Assim vamos vivendo em meio ? corrupção

O Brasil é o país da impunidade!

 

Quantas vezes você, prezado leitor ouviu essa frase? Embora repetitiva é muito verdadeira, pelo menos, para os poderosos. Nesse país da impunidade só ladrão de galinha ou de margarina vai pra cadeia. Temos fartos exemplos disso, principalmente na política de Brasília, onde cofres públicos são, impunemente, dilapidados. 

E o dinheiro oriundo dos impostos que seria para investimento em áreas como educação, segurança, saúde, esporte e lazer, escoa para o bolso desses safardanas que vivem à sombra do poder. Poderosos podem até ser processados, e mesmo condenados, mas não é na cadeia que cumprem suas penas. Com raras exceções.

E os poucos que são presos passam alguns meses encarcerados e são soltos. O problema é que o dinheiro que roubaram não é devolvido. Para essa gente o crime (e a cadeia) compensa. E como compensa!  Ser corrupto é a maneira mais eficaz de enriquecer.  O cidadão rouba tudo o que pode até ser descoberto, responde por processos, perdem, temporariamente, seus cargos e direitos políticos, mas não devolvem o dinheiro.  Pode ser execrado, politicamente falando, mas vai usufruir desse dinheiro, guardado a sete chaves em bancos de paraísos fiscais e viver nababescamente.

O pior é que essa gente chega ao poder eleita, exatamente, pela parcela mais sofrida da população. Ou seja, a raposa é eleita para tomar conta do galinheiro e escolhe (a dedo), sua “equipe” de assessores também paga com dinheiro público. E muitos desses assessores usam o cargo para fazer o tal “pé de meia” futuro com negociatas espúrias adquirindo imóveis ou criando empresas, aproveitando-se do cargo que ocupam. Não sei o que é pior: se os políticos eleitos ou os eleitos pelos políticos.

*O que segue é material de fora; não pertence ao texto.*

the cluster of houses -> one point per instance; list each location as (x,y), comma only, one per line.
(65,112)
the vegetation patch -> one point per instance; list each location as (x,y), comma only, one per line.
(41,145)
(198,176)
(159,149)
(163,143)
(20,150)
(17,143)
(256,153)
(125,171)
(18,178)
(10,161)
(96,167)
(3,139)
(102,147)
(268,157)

E vamos ser diretos: uma pessoa que pratica a corrupção é capaz de crimes muito mais graves.  De uma forma geral, o grande bandido comum não inicia “carreira” com um latrocínio e sim com pequenos furtos. E vai “evoluindo” com o tempo. Nesse país em que reina a impunidade, esses pequenos atos nunca são barrados e acabam crescendo cada vez mais. Assim é a evolução da nossa corrupta classe política, que se profissionalizou a tal ponto que não se vislumbra uma luz no fim do túnel. Longe disso!

E como este ano é de eleição muitos deles vão gastar parte do dinheiro do próprio povo para tentar se eleger (ou reeleger) e entrar (ou continuar) na dinastia da corrupção encalacrada nas entranhas do país. Claro que existem exceções e não podemos generalizar. Por isso, antes de votar o eleitor tem obrigação cívica e até moral de observar o passado do seu candidato. Hoje numa proporção de 100% dos parlamentares com mandado, o placar está em 93 a 7 em favor dos corruptos. Evidentemente, não iremos extirpar a corrupção do país, mas podemos diminuir e quem sabe, pelo menos, empatar o placar.